Halloween has surged in popularity. It’s not uncommon to see decorations in stores as early as mid-July, and Halloween decorating is rivaled only by Christmas.

The National Retail Federation indicates 65 percent of Americans planned to celebrate Halloween in 2021, and the overall spending for Halloween each year tops $10 billion. Part of that spending may include hosting Halloween parties. Whether designed for adults or children, parties can be safer than roaming neighborhoods due to the high propensity for pedestrian accidents that occur on Halloween.

Hosts planning Halloween festivities can derive inspiration and some scary good ideas from these tips.

Make it a potluck. Hosting a party can get expensive. With inflation driving up prices for just about all household goods, party hosts can offset some costs by asking guests to pitch in on the food and refreshments. Consider making main dishes and having guests bring sides and desserts. Provide beer and wine, but make any hard liquor BYOB.

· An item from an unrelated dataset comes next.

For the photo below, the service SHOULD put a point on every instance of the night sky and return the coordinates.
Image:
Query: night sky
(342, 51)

Gear decorations around the audience. Adults can stomach some gory decor, but young children may need decorations to be toned down. Pumpkins, candles, dimly lit lights, cleverly placed cobwebs, and other details in black, purple, orange, and silver can set the Halloween scene for all.

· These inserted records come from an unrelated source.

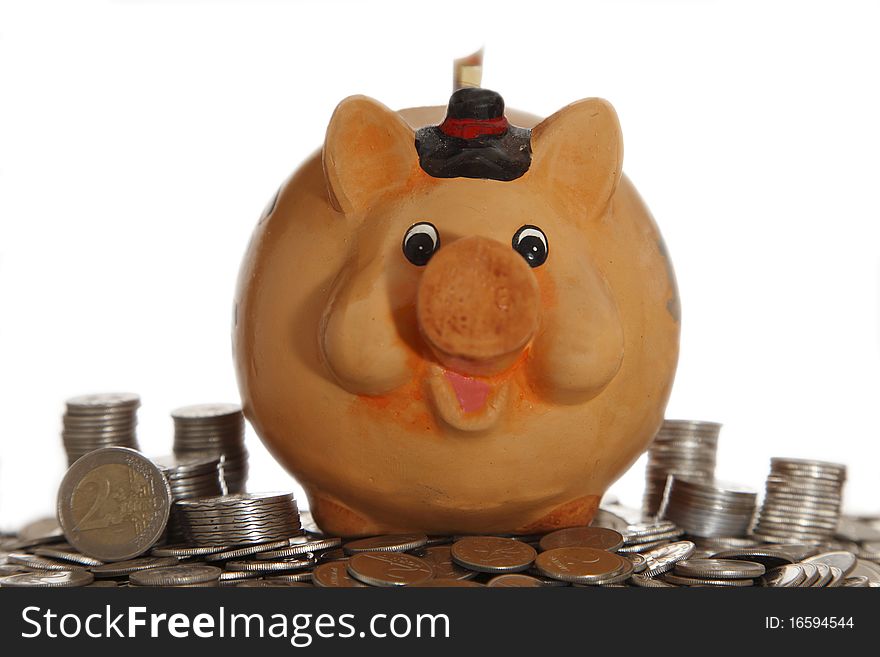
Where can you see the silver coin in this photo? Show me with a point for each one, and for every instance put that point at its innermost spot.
(246, 551)
(846, 561)
(206, 411)
(37, 563)
(680, 580)
(784, 576)
(301, 576)
(637, 548)
(67, 555)
(644, 581)
(663, 559)
(231, 577)
(719, 569)
(389, 569)
(837, 577)
(265, 584)
(334, 574)
(132, 565)
(44, 579)
(103, 401)
(180, 575)
(866, 569)
(638, 561)
(113, 504)
(812, 574)
(300, 563)
(300, 547)
(647, 531)
(825, 575)
(769, 556)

Rely on make-ahead foods. Halloween parties tend to be open-house events where guests stroll in at their leisure. Chili, soup, stew, or casserole left warming in a slow cooker will fill stomachs and chase away the chills. Finger foods also are easy to display and distribute. With a little ingenuity, regular appetizers can be given a Halloween spin. Turn cheese sticks into creepy fingers with pieces of red or green peppers as “nails” on the ends.

Light a bonfire (or firepit): Bonfires once were traditional ways to celebrate Halloween. Guests can warm up and circle the fire, which creates its own mysterious ambiance.

Provide some easy costumes. Some guests may not want to come decked out in full costume. Note that costumes are optional on the invitations. Have a basket of easy costume elements at the ready, such as masquerade masks, silly glasses, hats, or clown noses for those who want a small touch of Halloween whimsy.

Keep themed games at the ready. Treat guests to a few activities while they’re enjoying the party. Break off into teams and give each a roll of toilet paper. The teams have to create their best “mummies” by wrapping up one of the teammates in each group. Additional party games can include hanging doughnuts from strings and seeing who can eat the fastest with no hands or a horror movie trivia contest.

Plan rides home. If alcohol will be served at the party, make a plan to get guests home safely, whether driving them yourself or keeping a list of cab companies at the ready. End the party early enough if it is a weeknight and school or work awaits in the morning.

Halloween parties can be great ways to gather and enjoy some scare time together with friends and family.